Over a period of time, web content has increased many folds. The web content is present in various formats, for example hypertext mark-up language (HTML) format. Finding and locating desired content in a time efficient manner is still a challenge. Further, the desired content needs to be extracted with accuracy.
Currently, extensible markup language (XML) path (XPaths) is used for extracting the desired content. A web page can be represented in form of a tree. A node in a tree represents content. XPath is a query language used for selecting nodes from the tree. However, certain nodes having the desired content are missed as the web pages can have slight variations in structure, for example missing values or tags, making the XPath ineffective for such web pages.
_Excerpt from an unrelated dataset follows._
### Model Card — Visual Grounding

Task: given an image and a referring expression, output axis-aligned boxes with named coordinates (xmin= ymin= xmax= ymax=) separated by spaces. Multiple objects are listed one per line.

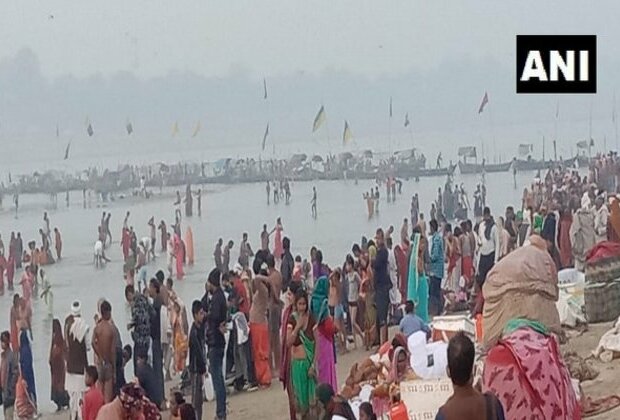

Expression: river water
xmin=0 ymin=172 xmax=534 ymax=413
The XPaths have position criterion which limits the extraction to the web pages that absolutely match such XPaths. The situation worsens when changes in the content of the web page occur quite frequently. For example, products offered at discounted price on a web page may change between thanksgiving and Christmas or on a seasonal basis and may result in some structural variation. In such a scenario, an XPath that detects price in the web page at the time of thanksgiving may not be able to detect the price in the web page at the time of Christmas.
In light of foregoing discussion there is a need for a technique for web information extraction that overcomes the above-mentioned issues.
Embodiments of the present disclosure described herein provide a method, system, and article of manufacture for generating robust XPaths for web information extraction.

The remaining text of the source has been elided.